Having the ability to write well made my college writing assignments tolerable, if not downright enjoyable. I saw my writing as a direct reflection on me as a person, so I put a lot of effort into those projects. Looking back, I sometimes think I may have put too much work in sometimes, but at least I know I put in my best effort.
Writing in the Real World
After graduating with my undergraduate degree in Information Systems, I thought my days of writing were over. I expected to be mostly writing in computer languages, not English. I don’t think I could have been more wrong in how things turned out.
My first job at EduTech largely had me training teachers in various applications. This also involved writing a lot of the training material. My second job moved me into the role of web designer/developer, which meant my hands were touching practically every piece of content on our website. Both were really good experiences, and helped me learn how to write better for different audiences and occasions.
My current job has me doing a variety of tasks, several of which are really heavy on writing. I’m the acting “editor-in-chief”, meaning I get to chop and refine all marketing material that goes out to our customers. I’ve quickly learned the power of brevity in writing sales copy, something that goes against my years of school experience where more words were always better, even if they didn’t add to the piece (10 pages, no less!). If you can say something in 5 words instead of 50, why not?

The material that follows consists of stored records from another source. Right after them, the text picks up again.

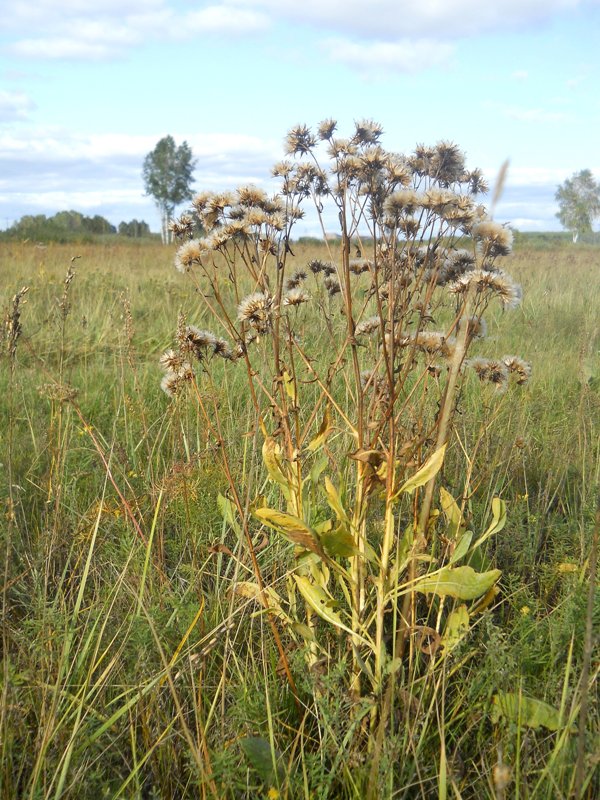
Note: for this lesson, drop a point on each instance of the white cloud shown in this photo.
(105, 29)
(14, 106)
(374, 58)
(391, 19)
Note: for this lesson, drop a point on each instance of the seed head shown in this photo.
(296, 296)
(518, 367)
(490, 370)
(367, 326)
(256, 311)
(493, 238)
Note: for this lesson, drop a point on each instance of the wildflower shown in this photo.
(367, 326)
(476, 327)
(435, 343)
(367, 131)
(251, 196)
(184, 226)
(497, 282)
(326, 129)
(295, 279)
(296, 296)
(299, 140)
(490, 370)
(495, 239)
(188, 254)
(359, 265)
(316, 265)
(256, 311)
(447, 163)
(332, 285)
(222, 348)
(518, 367)
(404, 201)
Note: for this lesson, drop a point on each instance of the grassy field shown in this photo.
(131, 665)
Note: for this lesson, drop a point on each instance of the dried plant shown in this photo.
(356, 427)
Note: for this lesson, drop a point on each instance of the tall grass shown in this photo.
(131, 667)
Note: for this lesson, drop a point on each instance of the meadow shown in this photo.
(135, 666)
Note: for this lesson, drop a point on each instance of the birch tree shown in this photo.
(167, 178)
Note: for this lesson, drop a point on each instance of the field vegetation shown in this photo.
(228, 590)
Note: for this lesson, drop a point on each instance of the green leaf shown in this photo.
(335, 503)
(339, 542)
(261, 758)
(428, 471)
(462, 547)
(290, 526)
(460, 582)
(457, 627)
(322, 433)
(525, 711)
(498, 522)
(320, 602)
(451, 512)
(229, 512)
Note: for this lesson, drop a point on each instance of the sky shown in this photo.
(88, 87)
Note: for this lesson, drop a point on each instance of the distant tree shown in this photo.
(134, 229)
(579, 203)
(167, 178)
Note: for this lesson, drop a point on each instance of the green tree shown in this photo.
(579, 203)
(167, 178)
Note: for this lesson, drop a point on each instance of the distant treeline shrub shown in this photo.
(67, 226)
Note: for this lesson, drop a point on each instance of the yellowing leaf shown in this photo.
(498, 521)
(457, 626)
(335, 502)
(428, 471)
(319, 601)
(290, 526)
(452, 513)
(461, 582)
(322, 433)
(290, 386)
(273, 462)
(525, 711)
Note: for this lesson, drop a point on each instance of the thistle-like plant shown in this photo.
(354, 363)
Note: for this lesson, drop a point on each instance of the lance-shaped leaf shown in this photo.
(428, 471)
(320, 602)
(322, 433)
(525, 711)
(274, 463)
(460, 582)
(291, 527)
(497, 523)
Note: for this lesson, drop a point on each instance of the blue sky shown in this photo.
(87, 88)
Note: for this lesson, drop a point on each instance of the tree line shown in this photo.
(66, 226)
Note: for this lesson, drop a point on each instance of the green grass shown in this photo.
(131, 669)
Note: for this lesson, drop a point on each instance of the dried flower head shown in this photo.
(326, 129)
(518, 367)
(256, 311)
(435, 343)
(494, 239)
(476, 327)
(332, 285)
(367, 131)
(188, 254)
(296, 296)
(496, 282)
(299, 140)
(359, 265)
(184, 226)
(368, 326)
(490, 370)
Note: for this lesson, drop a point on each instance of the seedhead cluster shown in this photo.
(370, 339)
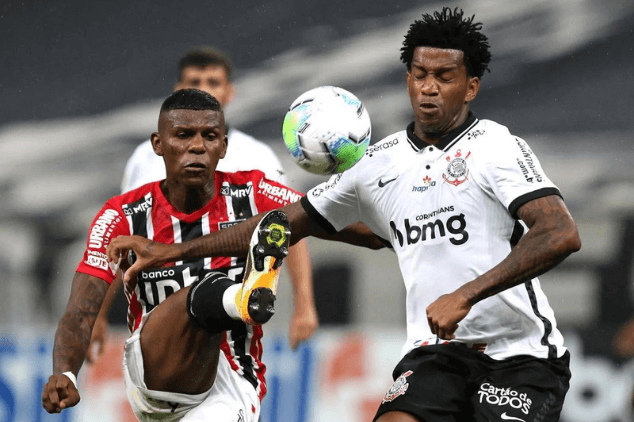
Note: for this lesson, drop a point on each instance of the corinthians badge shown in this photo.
(456, 172)
(398, 388)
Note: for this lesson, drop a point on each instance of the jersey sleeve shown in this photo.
(334, 204)
(109, 223)
(514, 174)
(271, 194)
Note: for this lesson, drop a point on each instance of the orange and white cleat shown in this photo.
(268, 247)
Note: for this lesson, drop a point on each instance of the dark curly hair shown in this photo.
(190, 99)
(203, 56)
(448, 29)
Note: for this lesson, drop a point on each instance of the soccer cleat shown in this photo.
(268, 247)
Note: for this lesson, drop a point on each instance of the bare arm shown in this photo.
(100, 329)
(72, 339)
(552, 237)
(304, 320)
(233, 241)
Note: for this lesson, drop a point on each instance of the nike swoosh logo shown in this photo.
(382, 184)
(511, 418)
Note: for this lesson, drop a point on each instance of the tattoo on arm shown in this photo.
(75, 327)
(552, 237)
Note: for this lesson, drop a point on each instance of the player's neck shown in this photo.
(188, 199)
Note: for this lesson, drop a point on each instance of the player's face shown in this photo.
(211, 79)
(191, 143)
(440, 90)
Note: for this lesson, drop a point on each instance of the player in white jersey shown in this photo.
(473, 220)
(211, 70)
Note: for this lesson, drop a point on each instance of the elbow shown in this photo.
(569, 241)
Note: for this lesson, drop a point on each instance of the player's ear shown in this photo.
(224, 149)
(232, 94)
(155, 139)
(473, 86)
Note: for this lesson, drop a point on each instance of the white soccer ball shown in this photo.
(326, 130)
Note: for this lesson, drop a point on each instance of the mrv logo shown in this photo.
(454, 227)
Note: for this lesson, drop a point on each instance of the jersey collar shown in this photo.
(448, 140)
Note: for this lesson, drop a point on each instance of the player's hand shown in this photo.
(97, 340)
(148, 254)
(302, 326)
(445, 312)
(59, 393)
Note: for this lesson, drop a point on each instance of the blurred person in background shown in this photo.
(195, 351)
(211, 70)
(473, 219)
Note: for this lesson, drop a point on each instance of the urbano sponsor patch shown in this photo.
(279, 194)
(97, 259)
(102, 228)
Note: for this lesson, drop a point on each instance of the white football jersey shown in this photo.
(244, 152)
(449, 212)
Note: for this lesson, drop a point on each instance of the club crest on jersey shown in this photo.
(457, 171)
(398, 388)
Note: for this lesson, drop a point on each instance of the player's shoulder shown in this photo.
(487, 131)
(143, 194)
(143, 149)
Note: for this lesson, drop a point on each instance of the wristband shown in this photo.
(71, 377)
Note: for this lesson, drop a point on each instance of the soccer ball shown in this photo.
(326, 130)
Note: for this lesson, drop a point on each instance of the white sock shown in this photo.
(229, 301)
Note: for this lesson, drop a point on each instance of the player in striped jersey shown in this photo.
(211, 70)
(183, 315)
(473, 220)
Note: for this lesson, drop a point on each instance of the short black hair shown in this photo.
(203, 56)
(449, 29)
(190, 99)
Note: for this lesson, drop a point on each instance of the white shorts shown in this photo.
(231, 399)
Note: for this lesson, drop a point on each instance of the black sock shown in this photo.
(204, 303)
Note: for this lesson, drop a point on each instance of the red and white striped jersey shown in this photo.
(146, 212)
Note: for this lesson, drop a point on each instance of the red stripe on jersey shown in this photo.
(145, 211)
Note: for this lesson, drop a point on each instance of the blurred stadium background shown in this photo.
(81, 84)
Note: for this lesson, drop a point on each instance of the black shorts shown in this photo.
(453, 383)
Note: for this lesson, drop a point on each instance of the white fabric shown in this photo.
(446, 214)
(230, 399)
(244, 152)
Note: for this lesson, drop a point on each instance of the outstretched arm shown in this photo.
(100, 329)
(552, 237)
(71, 341)
(233, 241)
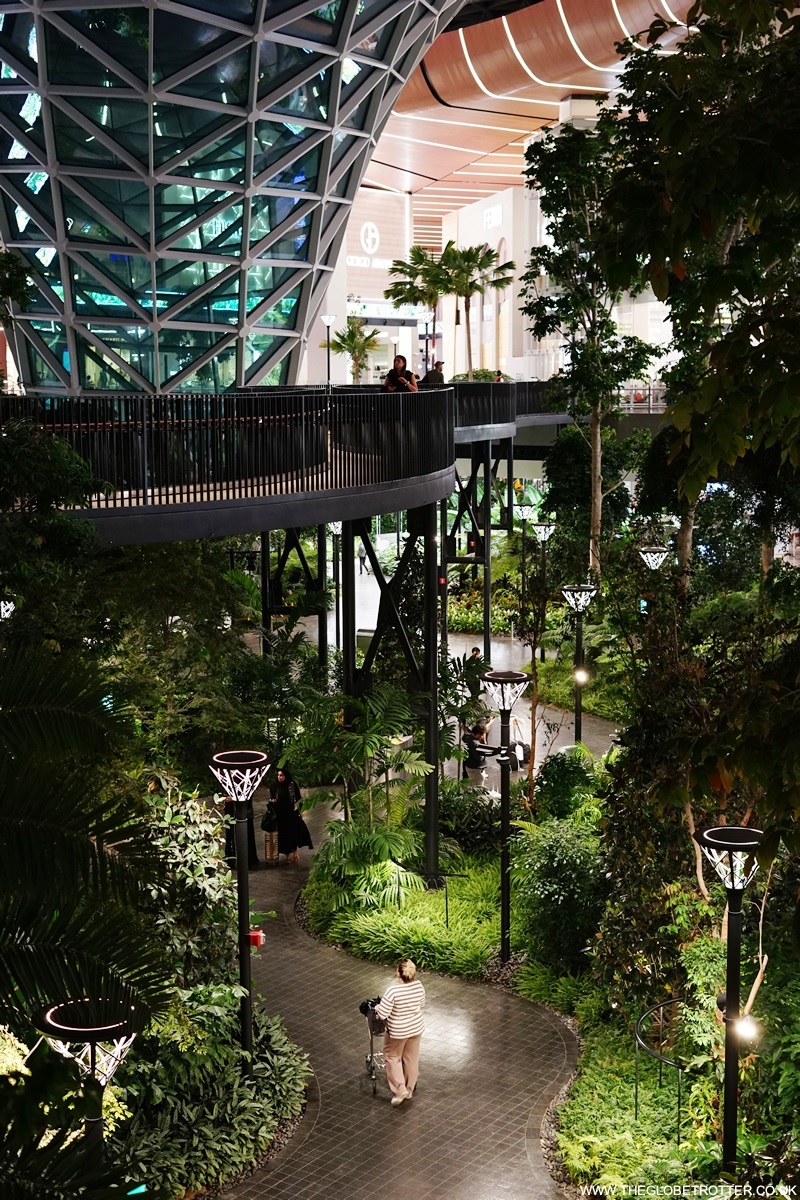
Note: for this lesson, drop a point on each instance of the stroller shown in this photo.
(377, 1026)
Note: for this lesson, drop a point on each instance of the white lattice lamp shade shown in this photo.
(654, 556)
(578, 595)
(240, 772)
(732, 852)
(505, 688)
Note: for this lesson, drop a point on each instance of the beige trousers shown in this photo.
(402, 1062)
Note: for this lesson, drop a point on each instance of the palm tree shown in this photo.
(470, 270)
(358, 342)
(417, 282)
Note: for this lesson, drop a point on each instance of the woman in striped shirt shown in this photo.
(402, 1009)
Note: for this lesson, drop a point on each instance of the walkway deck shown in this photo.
(491, 1065)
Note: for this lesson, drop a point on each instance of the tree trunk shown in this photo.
(684, 545)
(595, 443)
(469, 340)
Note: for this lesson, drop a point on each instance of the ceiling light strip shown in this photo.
(611, 70)
(542, 83)
(495, 95)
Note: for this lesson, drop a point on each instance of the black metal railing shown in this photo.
(156, 450)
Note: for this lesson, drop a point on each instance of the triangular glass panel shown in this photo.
(178, 279)
(218, 306)
(19, 36)
(269, 211)
(178, 42)
(224, 83)
(178, 126)
(319, 27)
(78, 147)
(178, 204)
(308, 101)
(180, 347)
(126, 198)
(278, 63)
(301, 177)
(124, 34)
(100, 372)
(66, 63)
(283, 315)
(263, 281)
(221, 232)
(223, 162)
(233, 10)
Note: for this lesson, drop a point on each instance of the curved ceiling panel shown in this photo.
(458, 129)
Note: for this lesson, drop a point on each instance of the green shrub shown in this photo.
(557, 879)
(196, 1120)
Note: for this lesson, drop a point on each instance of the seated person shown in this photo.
(434, 378)
(398, 378)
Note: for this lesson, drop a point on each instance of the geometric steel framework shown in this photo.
(179, 178)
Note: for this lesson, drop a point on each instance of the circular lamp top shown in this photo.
(654, 556)
(579, 595)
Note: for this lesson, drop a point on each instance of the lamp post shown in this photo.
(240, 772)
(732, 852)
(578, 597)
(543, 531)
(328, 321)
(505, 688)
(336, 529)
(96, 1035)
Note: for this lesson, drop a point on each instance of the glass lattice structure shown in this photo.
(179, 178)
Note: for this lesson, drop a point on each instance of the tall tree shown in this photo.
(416, 281)
(569, 292)
(468, 271)
(358, 342)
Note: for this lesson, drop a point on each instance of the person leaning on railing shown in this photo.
(400, 378)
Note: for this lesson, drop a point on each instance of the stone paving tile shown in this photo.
(489, 1065)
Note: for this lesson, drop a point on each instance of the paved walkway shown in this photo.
(491, 1063)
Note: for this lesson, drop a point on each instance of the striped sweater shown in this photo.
(402, 1006)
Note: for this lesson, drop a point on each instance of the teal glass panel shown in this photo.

I’m also learning about the importance of really good headlines to capture the attention of readers. Until I started paying attention, I didn’t realize how often I scan through a page, looking for something that matters to me. This is especially pronounced when reading items in Google Reader. Keyboard shortcuts make it extremely easy to move from item to item (use the J key to move to the next, K to move to the previous), and unless the headline pops out at me, I move right onto the next item. Research tells us that scanning is something humans do as a means of coping with information. When faced with an info overload, we scan web pages, newspapers, and letters, looking for things that get our attention.
It Doesn’t Have to be Pretty if it Sells
I’m also learning about picking the right words and language to persuade and sell. Often times, this doesn’t mean being clever or unique, but instead means using proven words that get people’s attention and sell products, like free, save, easy, guarantee, how to, quick, sale, etc.
How You Can Become a Better Copy Writer
Here are some quick tips:
- Read a lot. The more good writing you’re exposed to, the better yours will become.
- Start reading one or more copywriting blogs. I personally like Copyblogger, although there plenty of others.
- Read Copyblogger’s articles on his Copywriting 101 page.
- Pick up a good copywriting book. Again, Copyblogger has a good list of recommendations on his site.
- Finally, write a lot. The more, the better. Writing more means you’ll also write a lot of bad or mediocre stuff, but it also increases the chances of you writing some really good stuff too. It’s a numbers game, really.